Y se fueron de fiesta. Cogieron un taxi y se plantaron en el bar donde doce años antes Muriel le había llevado. Ya no se llamaba Olympus, sino Dante, y lo habían reformado. Habían cambiado la austera decoración de antaño por una más acorde con los tiempos que corrían. Había hasta un pequeño escenario. Pero seguía siendo un bar gay. Nada más entrar vieron a una drag haciendo un playback de la Pantoja. Fueron a la barra y pidieron unas cervezas.

—Vamos a tomarnos un chupito —dijo Muriel de repente.

Dicho y hecho. El camarero sirvió dos chupitos de tequila con sus correspondientes rodajas de limón y sal. Ambos se colocaron la sal en la mano y la chuparon. Luego se bebieron de un trago el tequila del vaso para chupar, inmediatamente después, el limón.

—No mirés ahora —dijo Muriel—, pero desde que entramos hay un chico que no te saca ojo.

Javier no era muy bueno para ligar. Le podían mirar descaradamente que él no se daba cuenta. A no ser que fuera tan exagerado como Gabriel, claro.

—¿Cómo es?

—Está muy bueno —dijo Muriel.

—¿Estás seguro de que me mira a mí?

—Bueno, está mirando hacia acá y seguro que a mí no es.

Javier se puso nervioso. Las pocas veces que había ligado en un bar era porque el otro había llevado la iniciativa y le había plantado un beso en los morros cuando notaba que Javier era muy tímido.

—Pero, dime, ¿cómo es?

—Alto, morocho… ¿Qué más querés que te diga? —dijo Muriel—. Ahora, mirá ahora.
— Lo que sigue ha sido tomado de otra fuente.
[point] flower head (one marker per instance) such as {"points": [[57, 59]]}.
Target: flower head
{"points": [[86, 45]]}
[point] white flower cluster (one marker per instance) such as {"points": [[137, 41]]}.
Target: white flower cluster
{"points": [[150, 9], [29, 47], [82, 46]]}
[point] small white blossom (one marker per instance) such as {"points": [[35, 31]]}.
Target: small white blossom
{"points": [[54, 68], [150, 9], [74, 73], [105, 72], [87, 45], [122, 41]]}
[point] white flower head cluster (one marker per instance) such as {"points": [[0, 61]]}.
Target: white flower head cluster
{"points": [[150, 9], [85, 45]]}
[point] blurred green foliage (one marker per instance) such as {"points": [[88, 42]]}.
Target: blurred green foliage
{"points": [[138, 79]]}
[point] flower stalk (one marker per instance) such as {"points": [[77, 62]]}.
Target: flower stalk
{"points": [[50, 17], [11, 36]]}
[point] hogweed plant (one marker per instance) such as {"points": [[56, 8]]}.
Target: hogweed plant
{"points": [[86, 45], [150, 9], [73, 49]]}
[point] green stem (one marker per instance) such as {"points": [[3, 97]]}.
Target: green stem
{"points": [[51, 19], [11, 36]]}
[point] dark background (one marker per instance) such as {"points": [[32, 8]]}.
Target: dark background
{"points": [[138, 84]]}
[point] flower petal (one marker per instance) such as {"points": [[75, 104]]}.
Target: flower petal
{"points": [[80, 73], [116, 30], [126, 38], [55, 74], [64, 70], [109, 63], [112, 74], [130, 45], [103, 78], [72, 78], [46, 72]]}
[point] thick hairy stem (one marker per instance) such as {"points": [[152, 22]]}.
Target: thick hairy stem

Está hablando.

Javier se giró y vio, unos metros más allá, al chico. Como si supiera que le estaba observando, se volvió de nuevo a la barra y pilló a Javier mirándole descaradamente. Javier quitó la mirada.

—¡Mierda! —dijo.

—¿Qué pasó? ¿No te gustó? —dijo Muriel extrañada. Interiormente pensaba que si se intercambiaran los papeles durante un rato, no le iba a hacer ascos al muchacho.

—Es el tío que se disculpó esta tarde. El de las reglas —dijo Javier incrédulo.